Wednesday, January 20, 2021   Posted in: Signatory Notice Board By: Administrator With tags: parking

Christchurch City Council Newsline: 20th January 2021

Are electric vehicle (EV) drivers overstaying their welcome at EV-charging parking sites? Do we have enough charging spaces in the city?

Smart Christchurch plans to find out via innovative new parking occupancy sensors – installed at Christchurch City Council EV-charging parking sites – that provide real-time information to the Council’s SmartView site.

The sensors will also allow EV drivers to check the availability of public chargers.

Council Smart Christchurch Programme Manager Michael Healy explains the need “to establish just how EV charging sockets across Christchurch and Banks Peninsula are being used”.

“The new sensors will provide real-time information on occupancy rates for all 32 Council-controlled public EV parking spaces,” Mr Healy says.

“The sensor data will help EV drivers find empty charging parking spaces and also reveal to the Council if these spaces are being used for longer than the alloted parking time.

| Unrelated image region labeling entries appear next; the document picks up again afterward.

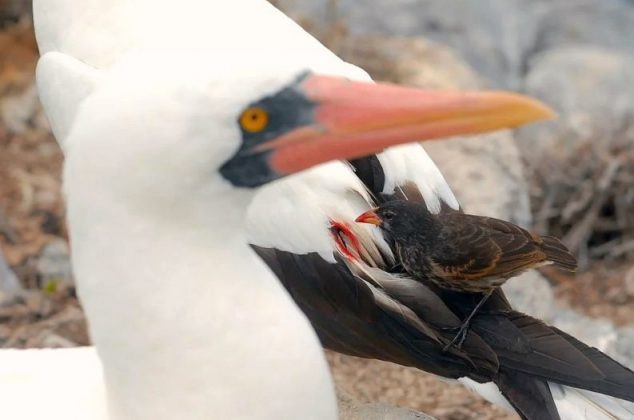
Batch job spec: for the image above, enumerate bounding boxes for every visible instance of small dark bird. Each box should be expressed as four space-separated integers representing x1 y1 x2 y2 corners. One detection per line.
356 200 577 350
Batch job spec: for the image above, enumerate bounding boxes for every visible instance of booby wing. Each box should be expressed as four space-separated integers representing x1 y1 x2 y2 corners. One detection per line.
251 146 634 418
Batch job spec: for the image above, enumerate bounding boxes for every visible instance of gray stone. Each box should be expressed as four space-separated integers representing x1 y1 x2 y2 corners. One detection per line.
0 246 22 303
539 0 634 54
277 0 541 87
36 239 74 286
337 391 434 420
275 0 634 89
518 46 634 162
339 36 554 320
552 308 618 354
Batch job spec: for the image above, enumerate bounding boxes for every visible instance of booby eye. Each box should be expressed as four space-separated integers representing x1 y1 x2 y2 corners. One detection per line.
240 107 269 133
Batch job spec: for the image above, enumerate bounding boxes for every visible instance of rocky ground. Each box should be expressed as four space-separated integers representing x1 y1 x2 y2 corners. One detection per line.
0 0 634 420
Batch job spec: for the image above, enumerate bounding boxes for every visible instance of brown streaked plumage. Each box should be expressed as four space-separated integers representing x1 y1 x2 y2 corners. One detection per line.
357 200 577 348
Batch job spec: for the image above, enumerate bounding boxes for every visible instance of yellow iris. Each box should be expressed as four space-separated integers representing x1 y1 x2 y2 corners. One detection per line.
240 107 269 133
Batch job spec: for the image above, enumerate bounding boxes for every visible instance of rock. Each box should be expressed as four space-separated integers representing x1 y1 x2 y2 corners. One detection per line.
337 36 555 328
552 308 618 354
338 36 531 226
276 0 634 89
518 46 634 164
277 0 541 87
337 391 434 420
539 0 634 54
36 239 74 289
0 246 22 303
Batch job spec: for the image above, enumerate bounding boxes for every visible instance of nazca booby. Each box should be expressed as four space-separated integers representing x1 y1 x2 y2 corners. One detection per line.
0 0 549 419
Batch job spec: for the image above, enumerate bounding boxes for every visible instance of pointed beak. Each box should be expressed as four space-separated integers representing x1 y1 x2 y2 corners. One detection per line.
261 75 554 176
354 209 383 226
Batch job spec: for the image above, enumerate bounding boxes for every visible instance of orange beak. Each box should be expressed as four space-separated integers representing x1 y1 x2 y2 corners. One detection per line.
354 210 383 226
264 75 554 176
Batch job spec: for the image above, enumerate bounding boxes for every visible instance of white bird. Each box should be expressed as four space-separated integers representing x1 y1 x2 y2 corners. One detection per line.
0 0 548 419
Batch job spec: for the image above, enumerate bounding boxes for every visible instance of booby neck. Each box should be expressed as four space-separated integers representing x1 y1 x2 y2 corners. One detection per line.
65 168 335 419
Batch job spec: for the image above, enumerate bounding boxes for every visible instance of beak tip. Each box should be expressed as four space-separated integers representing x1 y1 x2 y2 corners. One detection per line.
354 210 381 226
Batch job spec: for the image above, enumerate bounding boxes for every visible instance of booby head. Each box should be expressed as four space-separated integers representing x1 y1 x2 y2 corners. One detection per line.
65 55 551 209
220 71 552 187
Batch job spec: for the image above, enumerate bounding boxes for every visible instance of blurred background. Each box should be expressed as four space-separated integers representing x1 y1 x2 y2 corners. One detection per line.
0 0 634 420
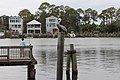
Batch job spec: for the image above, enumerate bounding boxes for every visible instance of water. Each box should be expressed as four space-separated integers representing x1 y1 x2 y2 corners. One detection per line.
0 38 120 80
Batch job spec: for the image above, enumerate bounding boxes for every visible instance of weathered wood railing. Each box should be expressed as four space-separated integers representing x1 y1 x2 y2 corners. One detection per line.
0 45 37 80
0 46 33 61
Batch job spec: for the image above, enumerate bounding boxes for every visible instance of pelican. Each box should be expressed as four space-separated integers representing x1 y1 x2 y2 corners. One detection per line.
57 19 67 33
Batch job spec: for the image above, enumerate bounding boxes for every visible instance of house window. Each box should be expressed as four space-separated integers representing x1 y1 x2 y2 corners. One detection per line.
18 25 21 28
49 19 55 22
50 23 55 27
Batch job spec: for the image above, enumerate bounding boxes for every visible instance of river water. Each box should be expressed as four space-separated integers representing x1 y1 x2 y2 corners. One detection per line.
0 38 120 80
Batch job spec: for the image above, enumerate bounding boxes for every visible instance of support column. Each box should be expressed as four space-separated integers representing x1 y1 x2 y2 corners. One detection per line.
28 64 36 80
56 32 64 80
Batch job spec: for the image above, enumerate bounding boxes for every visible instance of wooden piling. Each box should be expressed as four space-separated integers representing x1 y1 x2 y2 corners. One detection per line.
66 44 78 80
56 32 64 80
28 64 36 80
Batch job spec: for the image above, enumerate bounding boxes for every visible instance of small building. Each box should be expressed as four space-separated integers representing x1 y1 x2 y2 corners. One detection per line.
27 20 41 35
9 16 23 34
46 16 58 34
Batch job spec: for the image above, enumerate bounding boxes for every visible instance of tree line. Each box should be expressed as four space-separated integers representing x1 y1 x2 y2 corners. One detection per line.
0 2 120 33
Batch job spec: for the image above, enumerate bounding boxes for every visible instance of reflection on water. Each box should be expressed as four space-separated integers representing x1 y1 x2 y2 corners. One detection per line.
0 38 120 80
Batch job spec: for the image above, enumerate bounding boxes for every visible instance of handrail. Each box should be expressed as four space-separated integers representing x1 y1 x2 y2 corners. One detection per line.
0 45 34 61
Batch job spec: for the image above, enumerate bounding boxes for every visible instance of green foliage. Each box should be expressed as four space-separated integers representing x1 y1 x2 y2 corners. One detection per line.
0 2 120 33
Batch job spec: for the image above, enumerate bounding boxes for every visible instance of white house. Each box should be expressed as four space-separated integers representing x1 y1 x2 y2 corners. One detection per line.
46 16 58 34
9 16 23 34
27 20 41 34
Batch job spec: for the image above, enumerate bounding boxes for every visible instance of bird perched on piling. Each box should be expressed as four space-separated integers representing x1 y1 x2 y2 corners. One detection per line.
57 19 67 33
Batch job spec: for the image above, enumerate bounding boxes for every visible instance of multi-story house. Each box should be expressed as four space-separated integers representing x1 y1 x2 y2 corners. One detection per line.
46 16 58 34
9 16 23 34
27 20 41 35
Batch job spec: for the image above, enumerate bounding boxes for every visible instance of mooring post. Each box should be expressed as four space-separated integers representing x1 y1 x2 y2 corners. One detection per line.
28 45 37 80
70 44 78 80
57 32 64 80
66 44 78 80
28 64 36 80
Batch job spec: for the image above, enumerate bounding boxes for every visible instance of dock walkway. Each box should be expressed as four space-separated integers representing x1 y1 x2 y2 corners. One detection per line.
0 45 37 80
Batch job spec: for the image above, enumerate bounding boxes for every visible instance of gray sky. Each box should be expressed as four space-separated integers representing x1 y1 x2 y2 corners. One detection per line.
0 0 120 16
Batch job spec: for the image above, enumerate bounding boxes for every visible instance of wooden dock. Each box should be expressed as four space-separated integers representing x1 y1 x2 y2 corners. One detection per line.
0 45 37 80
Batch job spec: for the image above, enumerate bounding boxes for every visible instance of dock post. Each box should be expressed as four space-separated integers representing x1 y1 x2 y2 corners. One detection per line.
57 32 64 80
66 44 78 80
28 64 36 80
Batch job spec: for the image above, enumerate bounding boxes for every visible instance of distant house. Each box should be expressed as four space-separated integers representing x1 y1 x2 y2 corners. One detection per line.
46 16 58 34
27 20 41 34
9 16 23 34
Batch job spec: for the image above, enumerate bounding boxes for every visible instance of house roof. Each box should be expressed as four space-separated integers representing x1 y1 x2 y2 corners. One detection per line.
27 20 41 24
47 16 57 19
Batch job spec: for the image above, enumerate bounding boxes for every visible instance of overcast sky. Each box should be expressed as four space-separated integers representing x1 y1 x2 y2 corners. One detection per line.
0 0 120 16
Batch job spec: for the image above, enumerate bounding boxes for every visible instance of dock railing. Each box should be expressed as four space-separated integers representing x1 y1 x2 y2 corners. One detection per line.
0 45 34 61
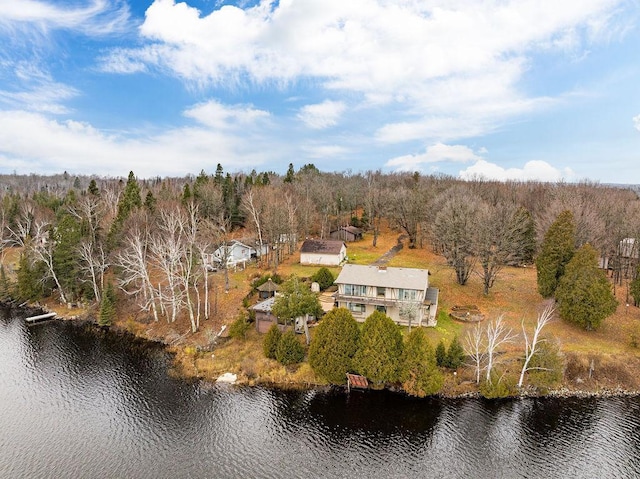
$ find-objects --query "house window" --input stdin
[398,289,418,301]
[344,284,367,296]
[347,303,366,313]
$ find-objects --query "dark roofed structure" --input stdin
[256,278,279,299]
[329,226,362,241]
[300,239,347,266]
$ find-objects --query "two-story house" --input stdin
[335,264,438,326]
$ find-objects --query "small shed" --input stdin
[329,226,362,242]
[249,297,284,333]
[300,239,347,266]
[256,278,279,299]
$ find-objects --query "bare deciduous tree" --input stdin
[464,323,486,384]
[518,302,554,388]
[485,315,516,382]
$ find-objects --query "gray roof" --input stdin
[335,264,429,291]
[300,240,344,254]
[249,297,276,313]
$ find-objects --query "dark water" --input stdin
[0,312,640,479]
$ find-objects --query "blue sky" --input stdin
[0,0,640,184]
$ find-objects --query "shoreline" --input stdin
[5,302,640,400]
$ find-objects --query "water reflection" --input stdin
[0,308,640,479]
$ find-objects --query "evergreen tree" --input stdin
[311,266,335,291]
[536,211,576,298]
[49,213,82,300]
[271,276,322,321]
[629,272,640,306]
[182,183,193,205]
[109,171,142,246]
[309,308,360,384]
[276,329,305,366]
[87,178,100,196]
[436,339,447,368]
[0,264,11,302]
[556,244,618,330]
[353,311,402,385]
[400,328,444,397]
[283,163,295,183]
[144,190,158,213]
[98,283,116,326]
[262,324,282,359]
[446,336,464,369]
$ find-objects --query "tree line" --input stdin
[0,164,640,331]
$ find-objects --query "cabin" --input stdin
[300,239,347,266]
[256,278,279,299]
[249,296,285,333]
[213,240,258,267]
[335,264,439,326]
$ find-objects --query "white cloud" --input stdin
[298,100,346,130]
[302,145,349,160]
[102,0,620,143]
[385,143,486,171]
[0,103,282,177]
[0,0,130,35]
[459,160,575,182]
[184,100,269,129]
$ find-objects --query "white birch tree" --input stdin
[518,302,555,388]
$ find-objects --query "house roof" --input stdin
[335,264,429,291]
[256,278,278,293]
[249,296,276,313]
[332,226,362,235]
[300,240,346,254]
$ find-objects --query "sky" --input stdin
[0,0,640,184]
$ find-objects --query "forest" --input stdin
[0,164,640,400]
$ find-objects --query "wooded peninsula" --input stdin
[0,164,640,398]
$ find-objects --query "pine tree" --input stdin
[536,211,576,298]
[87,178,100,196]
[400,328,444,397]
[283,163,295,183]
[353,311,402,385]
[276,329,305,366]
[262,324,282,359]
[556,244,618,330]
[309,308,360,384]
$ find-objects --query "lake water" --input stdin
[0,311,640,479]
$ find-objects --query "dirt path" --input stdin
[372,235,407,266]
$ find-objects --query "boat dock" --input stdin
[24,313,56,324]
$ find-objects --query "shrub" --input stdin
[353,311,403,384]
[311,266,335,291]
[528,340,564,394]
[229,315,251,339]
[276,329,305,366]
[480,371,516,399]
[400,328,444,397]
[309,308,360,384]
[262,324,282,359]
[446,336,464,369]
[436,339,447,368]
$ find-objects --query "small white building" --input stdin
[300,240,347,266]
[213,240,257,267]
[335,264,439,326]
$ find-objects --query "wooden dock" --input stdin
[24,313,56,324]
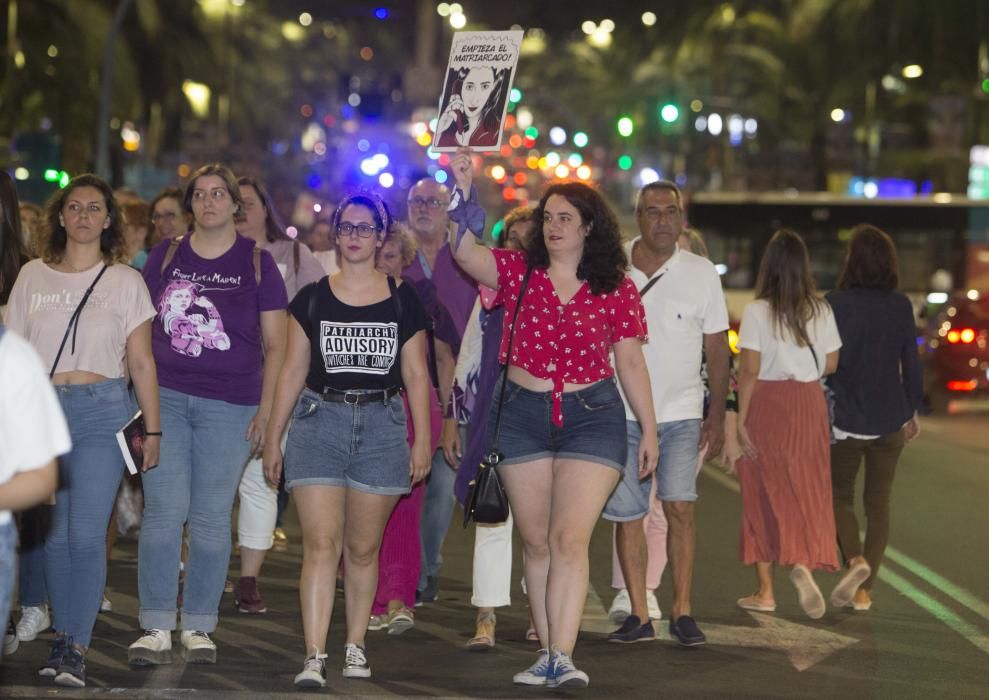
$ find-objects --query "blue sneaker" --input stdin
[608,615,656,644]
[546,651,591,688]
[512,649,550,685]
[38,634,70,678]
[670,615,707,647]
[55,643,86,688]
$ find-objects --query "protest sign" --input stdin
[433,31,523,151]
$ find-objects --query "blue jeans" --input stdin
[0,520,17,656]
[17,505,52,608]
[604,418,701,522]
[45,379,131,647]
[419,425,467,590]
[137,387,257,632]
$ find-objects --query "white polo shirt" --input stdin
[622,241,728,423]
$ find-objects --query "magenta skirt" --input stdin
[738,380,838,571]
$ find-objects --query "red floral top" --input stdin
[491,249,647,426]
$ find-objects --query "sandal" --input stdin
[467,615,495,651]
[735,593,776,612]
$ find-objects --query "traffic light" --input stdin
[659,102,680,124]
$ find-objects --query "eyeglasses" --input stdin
[337,221,378,238]
[642,207,680,221]
[409,197,450,209]
[65,202,105,216]
[192,187,230,202]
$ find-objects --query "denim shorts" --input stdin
[488,378,627,471]
[604,418,701,522]
[285,388,411,496]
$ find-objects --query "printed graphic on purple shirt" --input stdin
[158,280,230,357]
[143,235,288,406]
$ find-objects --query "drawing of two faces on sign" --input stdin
[436,66,512,148]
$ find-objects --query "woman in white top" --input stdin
[6,175,161,687]
[738,230,841,619]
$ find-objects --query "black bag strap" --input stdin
[639,272,666,297]
[490,265,532,457]
[48,263,108,379]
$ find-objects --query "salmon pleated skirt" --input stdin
[737,380,839,571]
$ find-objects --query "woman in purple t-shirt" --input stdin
[127,165,288,666]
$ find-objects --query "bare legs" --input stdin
[499,459,616,654]
[294,486,398,654]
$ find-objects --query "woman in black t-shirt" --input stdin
[264,194,431,688]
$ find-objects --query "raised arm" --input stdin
[450,148,498,289]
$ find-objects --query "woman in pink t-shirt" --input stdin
[451,149,659,688]
[6,175,161,687]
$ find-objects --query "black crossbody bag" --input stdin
[48,265,107,379]
[464,267,532,527]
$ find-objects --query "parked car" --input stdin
[918,289,989,413]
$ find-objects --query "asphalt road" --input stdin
[0,413,989,700]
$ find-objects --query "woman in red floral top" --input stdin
[450,149,659,688]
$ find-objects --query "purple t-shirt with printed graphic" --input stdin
[143,234,288,406]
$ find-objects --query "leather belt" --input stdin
[309,387,402,406]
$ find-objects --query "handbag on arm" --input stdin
[464,266,532,527]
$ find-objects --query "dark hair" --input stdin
[528,182,628,294]
[148,187,184,215]
[755,229,826,347]
[182,163,244,219]
[237,177,292,243]
[635,180,683,214]
[0,170,27,304]
[38,173,127,265]
[440,66,511,143]
[495,207,536,248]
[331,190,395,241]
[836,224,900,289]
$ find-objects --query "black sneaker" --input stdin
[608,615,656,644]
[55,642,86,688]
[38,634,69,678]
[343,644,371,678]
[670,615,707,647]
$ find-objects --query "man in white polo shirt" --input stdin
[604,180,729,646]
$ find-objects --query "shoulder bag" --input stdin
[464,267,532,527]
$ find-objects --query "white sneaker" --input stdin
[343,644,371,678]
[127,629,172,666]
[646,591,663,620]
[17,605,52,642]
[179,630,216,664]
[608,588,632,625]
[295,647,326,689]
[3,618,21,656]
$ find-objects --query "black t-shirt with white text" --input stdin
[289,277,428,391]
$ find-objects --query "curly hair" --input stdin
[835,224,900,290]
[38,173,127,265]
[528,182,628,294]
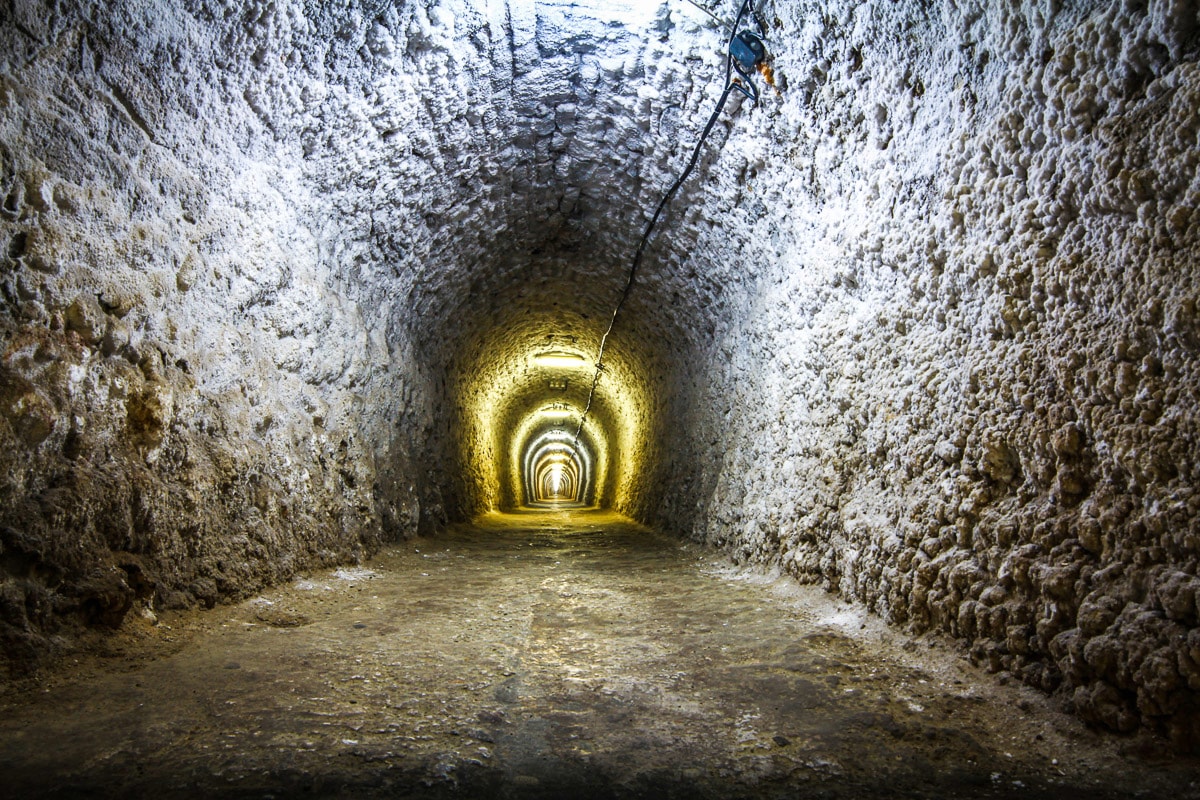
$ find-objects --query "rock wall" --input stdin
[0,0,1200,746]
[672,2,1200,746]
[0,1,427,670]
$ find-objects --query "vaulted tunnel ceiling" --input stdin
[301,0,772,510]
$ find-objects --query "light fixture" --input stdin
[533,350,583,369]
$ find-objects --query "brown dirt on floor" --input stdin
[0,512,1200,800]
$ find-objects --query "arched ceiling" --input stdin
[295,0,772,513]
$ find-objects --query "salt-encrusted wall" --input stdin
[0,1,426,669]
[676,2,1200,744]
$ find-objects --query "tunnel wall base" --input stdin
[0,2,436,673]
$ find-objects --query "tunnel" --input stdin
[0,0,1200,796]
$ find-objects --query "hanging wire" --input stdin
[571,0,766,455]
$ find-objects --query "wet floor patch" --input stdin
[0,512,1200,800]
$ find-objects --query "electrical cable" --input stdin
[571,0,766,456]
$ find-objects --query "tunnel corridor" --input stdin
[0,511,1200,800]
[0,0,1200,798]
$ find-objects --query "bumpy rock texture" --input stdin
[0,0,1200,746]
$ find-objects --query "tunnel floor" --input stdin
[0,511,1200,800]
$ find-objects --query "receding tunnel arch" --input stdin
[451,309,664,513]
[525,426,595,506]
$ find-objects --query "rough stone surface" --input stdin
[0,0,1200,746]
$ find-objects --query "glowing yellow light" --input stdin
[550,464,563,497]
[533,350,583,369]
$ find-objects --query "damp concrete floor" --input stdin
[0,511,1200,800]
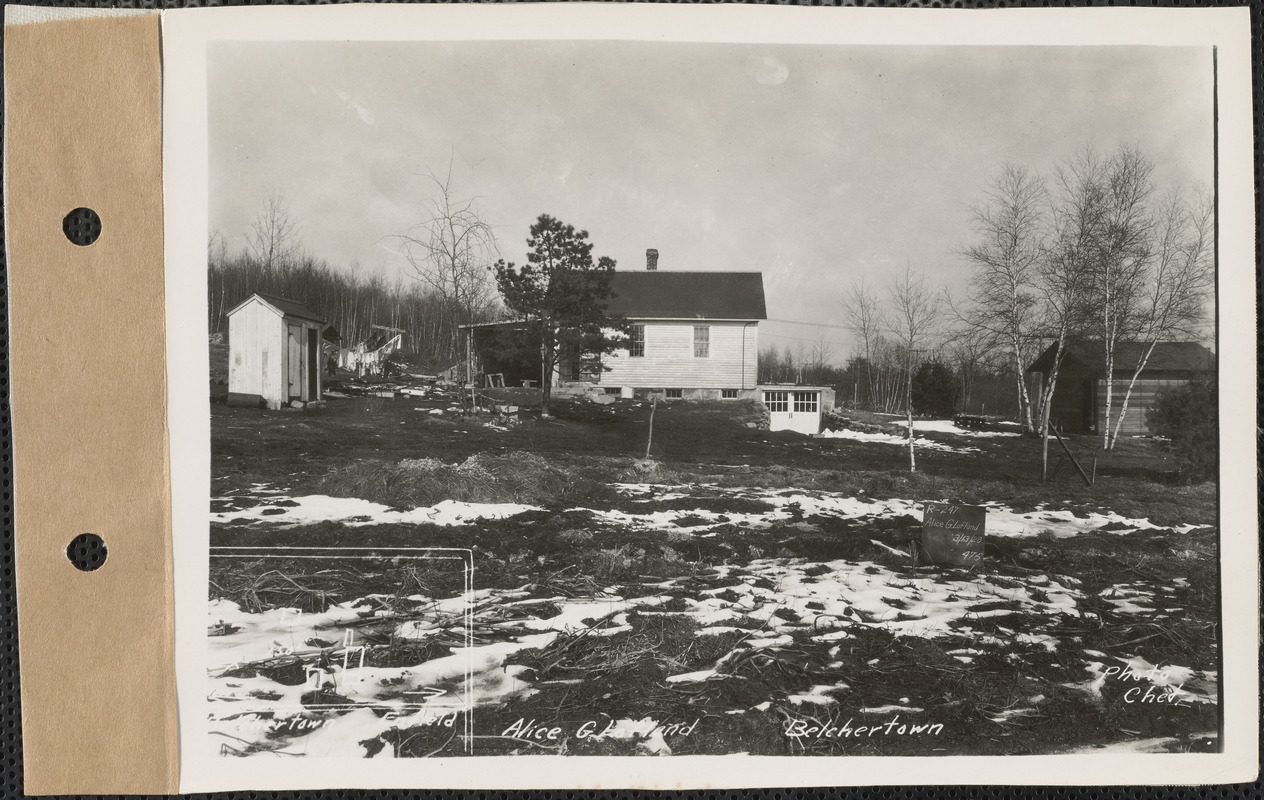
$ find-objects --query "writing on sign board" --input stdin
[921,503,987,566]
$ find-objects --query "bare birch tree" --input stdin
[246,195,300,273]
[1106,192,1215,450]
[397,162,499,356]
[889,265,939,473]
[842,278,886,406]
[1068,147,1154,450]
[1035,159,1105,480]
[954,164,1048,432]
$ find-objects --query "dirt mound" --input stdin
[320,450,614,508]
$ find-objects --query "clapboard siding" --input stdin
[229,300,286,408]
[599,321,760,389]
[229,296,324,408]
[1096,373,1189,436]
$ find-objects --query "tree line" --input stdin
[207,174,503,370]
[793,145,1215,475]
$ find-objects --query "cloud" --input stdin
[334,91,373,125]
[746,56,790,86]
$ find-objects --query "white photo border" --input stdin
[163,3,1259,792]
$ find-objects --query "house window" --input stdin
[694,325,710,359]
[763,392,790,413]
[628,325,645,358]
[794,392,820,413]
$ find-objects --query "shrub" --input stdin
[1145,377,1220,483]
[913,361,957,417]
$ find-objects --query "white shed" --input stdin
[229,292,329,408]
[760,384,833,435]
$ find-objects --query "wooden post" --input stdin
[645,394,659,461]
[1053,428,1093,487]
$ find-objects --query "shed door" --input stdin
[286,325,303,399]
[307,327,320,401]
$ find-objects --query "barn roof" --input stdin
[1028,341,1216,373]
[608,270,767,320]
[229,292,325,325]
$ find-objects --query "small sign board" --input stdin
[921,503,987,566]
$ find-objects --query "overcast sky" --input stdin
[209,42,1212,360]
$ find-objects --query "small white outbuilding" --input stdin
[228,292,329,408]
[760,384,834,435]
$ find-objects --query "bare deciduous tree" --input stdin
[397,162,499,355]
[1035,159,1103,480]
[1068,147,1154,450]
[1106,192,1215,450]
[954,164,1048,431]
[842,278,886,403]
[889,265,939,473]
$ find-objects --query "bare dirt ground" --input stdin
[209,391,1220,757]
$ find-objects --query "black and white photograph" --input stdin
[165,1,1250,788]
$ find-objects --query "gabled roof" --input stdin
[1028,341,1216,374]
[608,269,769,320]
[229,292,325,325]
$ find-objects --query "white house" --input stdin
[594,250,767,398]
[228,292,329,408]
[461,250,767,399]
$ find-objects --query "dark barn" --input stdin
[1028,341,1216,436]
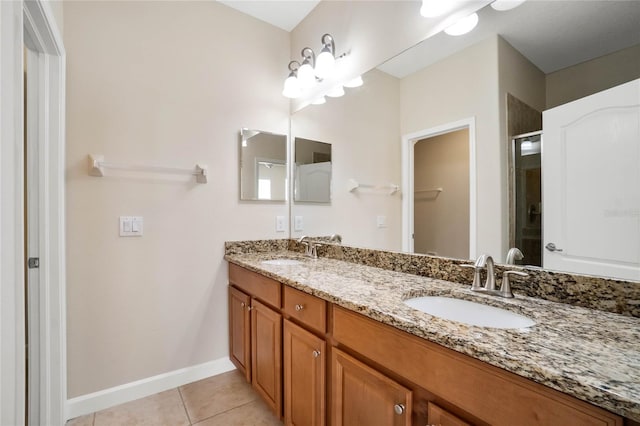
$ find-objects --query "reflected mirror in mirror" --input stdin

“We will track the data collected by the parking sensors to check everyday use.

“It is important to establish that the charging spaces are being used as intended, and the parking sensor data will help inform the Council of the need for any changes to public EV-charging space use or infrastructure.

“We may also find that we need more EV-charging spaces or that they are most used in certain areas.”

Council Resource Efficiency Manager Kevin Crutchley says that the Council has been involved in a range of initiatives to encourage the uptake of battery electric vehicles and charging infrastructure.

This has resulted in the installation of 30 public EV charging sockets and a rapid charger on Council-controlled properties.

Fifty-nine public charging sockets have also been installed in business public car parks with the support of a Christchurch Agency for Energy funding grant.

“The installation of the real-time parking occupancy sensors will assist EV drivers to better see what EV-charging parking locations are available when looking for public parking charging options at Council-controlled properties,” he says.

“The parking occupancy data gathered will also assist the Council with EV-charging infrastructure planning decisions.”

EV drivers will be able to access the SmartView real-time updates to find empty charging spaces at all of the Council-controlled sites by the end of February.